Merge pull request #2525 from mrbullwinkle/mrb_01_27_2025_update

prmerger-automator[bot] · web-flow · commit 752e7227597a · 2025-01-27T17:52:04.000Z
[Azure OpenAI] Prompt caching update
diff --git a/articles/ai-services/openai/how-to/prompt-caching.md b/articles/ai-services/openai/how-to/prompt-caching.md
@@ -75,16 +75,16 @@ A single character difference in the first 1,024 tokens will result in a cache m
 
 ## What is cached?
 
-The o1-series models are text only and don't support system messages, images, tool use/function calling, or structured outputs. This limits the efficacy of prompt caching for these models to the user/assistant portions of the messages array which are less likely to have an identical 1024 token prefix.

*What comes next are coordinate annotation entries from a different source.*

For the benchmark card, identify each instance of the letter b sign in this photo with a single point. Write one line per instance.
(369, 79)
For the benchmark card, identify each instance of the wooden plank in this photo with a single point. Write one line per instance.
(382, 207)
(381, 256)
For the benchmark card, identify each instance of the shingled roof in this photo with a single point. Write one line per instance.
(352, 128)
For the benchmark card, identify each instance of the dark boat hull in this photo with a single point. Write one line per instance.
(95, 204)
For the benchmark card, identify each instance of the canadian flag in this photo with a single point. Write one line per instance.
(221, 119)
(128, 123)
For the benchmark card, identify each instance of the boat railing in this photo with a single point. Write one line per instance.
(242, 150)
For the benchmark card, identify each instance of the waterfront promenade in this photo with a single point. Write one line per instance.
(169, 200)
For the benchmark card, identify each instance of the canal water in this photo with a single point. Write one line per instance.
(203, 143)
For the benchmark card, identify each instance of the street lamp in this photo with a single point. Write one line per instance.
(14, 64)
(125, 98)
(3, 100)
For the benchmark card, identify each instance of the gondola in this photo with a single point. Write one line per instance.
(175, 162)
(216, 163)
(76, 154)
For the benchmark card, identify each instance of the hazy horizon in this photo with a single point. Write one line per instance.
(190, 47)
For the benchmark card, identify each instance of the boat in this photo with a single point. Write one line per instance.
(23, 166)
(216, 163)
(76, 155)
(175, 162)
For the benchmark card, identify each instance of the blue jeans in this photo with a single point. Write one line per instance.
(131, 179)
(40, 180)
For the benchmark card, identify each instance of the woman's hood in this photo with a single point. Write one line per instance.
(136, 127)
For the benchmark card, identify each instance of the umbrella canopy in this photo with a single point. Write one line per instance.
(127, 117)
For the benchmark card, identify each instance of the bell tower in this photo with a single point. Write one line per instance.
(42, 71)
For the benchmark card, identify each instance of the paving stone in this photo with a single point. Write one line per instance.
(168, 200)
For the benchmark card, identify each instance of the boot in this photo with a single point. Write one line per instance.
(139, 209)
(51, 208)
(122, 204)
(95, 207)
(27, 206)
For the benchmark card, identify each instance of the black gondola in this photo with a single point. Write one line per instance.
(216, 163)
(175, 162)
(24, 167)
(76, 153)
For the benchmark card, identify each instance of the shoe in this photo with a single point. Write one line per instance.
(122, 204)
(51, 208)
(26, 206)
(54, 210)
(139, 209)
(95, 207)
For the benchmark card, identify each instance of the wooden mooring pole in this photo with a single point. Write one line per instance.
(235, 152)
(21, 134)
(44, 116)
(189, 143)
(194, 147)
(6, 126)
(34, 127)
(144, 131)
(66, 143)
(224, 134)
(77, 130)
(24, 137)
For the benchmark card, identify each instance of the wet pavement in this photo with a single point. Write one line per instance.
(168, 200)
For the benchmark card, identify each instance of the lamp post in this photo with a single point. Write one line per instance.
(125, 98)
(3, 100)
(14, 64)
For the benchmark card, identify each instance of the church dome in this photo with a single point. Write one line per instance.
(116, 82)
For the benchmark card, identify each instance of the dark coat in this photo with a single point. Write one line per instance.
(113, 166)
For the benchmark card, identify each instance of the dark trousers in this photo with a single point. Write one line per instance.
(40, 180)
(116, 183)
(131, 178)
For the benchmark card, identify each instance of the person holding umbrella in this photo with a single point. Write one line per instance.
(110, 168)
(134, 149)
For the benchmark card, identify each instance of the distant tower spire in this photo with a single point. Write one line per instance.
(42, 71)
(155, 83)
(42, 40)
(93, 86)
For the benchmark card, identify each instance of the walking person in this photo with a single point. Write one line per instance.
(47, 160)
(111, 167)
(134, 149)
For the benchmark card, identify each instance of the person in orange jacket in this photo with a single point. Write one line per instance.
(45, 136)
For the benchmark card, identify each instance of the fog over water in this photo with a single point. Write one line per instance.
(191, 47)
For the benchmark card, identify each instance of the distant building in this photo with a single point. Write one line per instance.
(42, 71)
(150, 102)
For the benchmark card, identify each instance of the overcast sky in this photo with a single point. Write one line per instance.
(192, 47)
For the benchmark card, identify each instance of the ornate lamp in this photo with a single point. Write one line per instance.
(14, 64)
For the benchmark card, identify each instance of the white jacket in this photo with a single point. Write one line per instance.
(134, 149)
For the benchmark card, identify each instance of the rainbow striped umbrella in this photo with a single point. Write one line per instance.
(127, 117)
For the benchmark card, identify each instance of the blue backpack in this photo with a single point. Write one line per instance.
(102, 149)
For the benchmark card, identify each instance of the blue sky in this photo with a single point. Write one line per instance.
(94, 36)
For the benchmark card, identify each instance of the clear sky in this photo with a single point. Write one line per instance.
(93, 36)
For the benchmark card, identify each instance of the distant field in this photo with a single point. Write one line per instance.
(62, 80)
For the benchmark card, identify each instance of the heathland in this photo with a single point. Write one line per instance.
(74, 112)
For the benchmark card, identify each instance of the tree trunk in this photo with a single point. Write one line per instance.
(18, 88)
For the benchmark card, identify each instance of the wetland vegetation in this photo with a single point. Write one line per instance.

+o1-series models feature support varies by model. For more details, see our dedicated [reasoning models guide](./reasoning.md). 
 
 Prompt caching is supported for:
 
 |**Caching supported**|**Description**|**Supported models**|
 |--------|--------|--------|
-| **Messages** | The complete messages array: system, user, and assistant content | `gpt-4o`<br/>`gpt-4o-mini`<br/>`gpt-4o-realtime-preview` (version 2024-12-17) |
-| **Images** | Images included in user messages, both as links or as base64-encoded data. The detail parameter must be set the same across requests. | `gpt-4o`<br/>`gpt-4o-mini` |
-| **Tool use** | Both the messages array and tool definitions. | `gpt-4o`<br/>`gpt-4o-mini`<br/>`gpt-4o-realtime-preview` (version 2024-12-17) |
-| **Structured outputs** | Structured output schema is appended as a prefix to the system message. | `gpt-4o`<br/>`gpt-4o-mini` |
+| **Messages** | The complete messages array: system, developer, user, and assistant content | `gpt-4o`<br/>`gpt-4o-mini`<br/>`gpt-4o-realtime-preview` (version 2024-12-17) <br> `o1` (version 2024-12-17) |
+| **Images** | Images included in user messages, both as links or as base64-encoded data. The detail parameter must be set the same across requests. | `gpt-4o`<br/>`gpt-4o-mini` <br> `o1` (version 2024-12-17)  |
+| **Tool use** | Both the messages array and tool definitions. | `gpt-4o`<br/>`gpt-4o-mini`<br/>`gpt-4o-realtime-preview` (version 2024-12-17) <br> `o1` (version 2024-12-17) |
+| **Structured outputs** | Structured output schema is appended as a prefix to the system message. | `gpt-4o`<br/>`gpt-4o-mini` <br> `o1` (version 2024-12-17) |
 
 To improve the likelihood of cache hits occurring, you should structure your requests such that repetitive content occurs at the beginning of the messages array.